Wednesday, December 14, 2011

What to let go
Not all species can be saved from extinction. Emma Marris talks to
conservation biologists about prioritization and triage.
Richard Cowling was playing with
maps of South Africa on a computer
screen when he had his epiphany. He
was designing a conservation plan for
the Cape Floristic Region, or fynbos, an arid
landscape of shrubs and flowers that contains
some 9,000 species, many unique to the area.
Some of these, such as the mandala-like sunset
blooms of the protea flowers, are spectacular.
Some — like the geometric tortoises, whose
fetching shells help them hide from baboons
and secretary birds — are seriously endangered.
Cowling, a conservation biologist at
Nelson Mandela Metropolitan University in
Port Elizabeth, was working on defining a set
of reserves that would maximize the chances
of conserving all those species. The project
was so large that it would end up as a series of
16 papers by 36 authors that occupied all 297
pages of Biological Conservation’s July–August
2003 issue. And it was also, Cowling realized as
he stared at the screen, “sheer nonsense”.
“I had to click on a couple of grid squares and
the project would be complete,” Cowling says.

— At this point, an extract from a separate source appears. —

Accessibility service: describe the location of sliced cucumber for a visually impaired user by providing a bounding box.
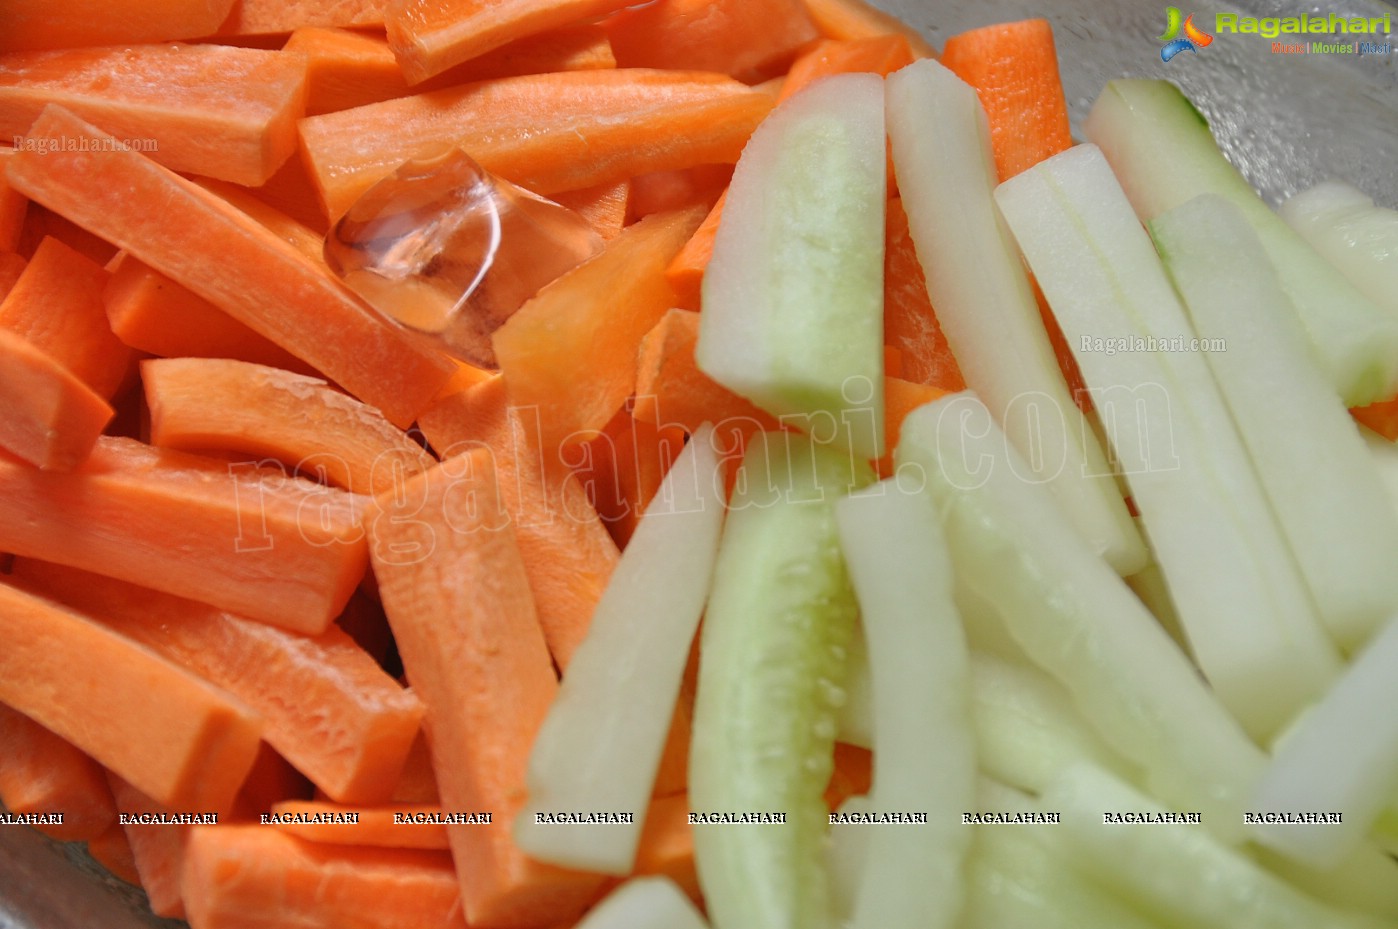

“And it dawned on me: complete for whom?
There was no way that this reserve would ever
happen. It had to be linked to some social realities
on the ground.”
In the preface to his 1981 book, Extinction1,
Paul Ehrlich, a biologist at Stanford University
in California, provided a powerful parable for
conservation biology: the story of the rivet
popper. A passenger inspecting the plane he
is about to fly in notices someone popping
rivets out of the wings. When challenged, the
rivet popper says that the passenger shouldn’t
worry because not all the rivets are necessary.
For Ehrlich the rivets represent species and the
rivet popper represents humanity, indifferent
to the looming danger of ecosystem collapse
and the end of the natural processes that supply
raw materials of life such as clean water,
wild food, carbon sequestration and climate
regulation. In the apocalyptic style for which
he has become famous, Ehrlich predicted that
continuing to pop the rivets of ecosystems
would lead to “a crumbling of post-industrial
society”. He demanded that the rivet popping
be stopped.
There aren’t many, if any, conservation
biologists who would disagree with that conclusion.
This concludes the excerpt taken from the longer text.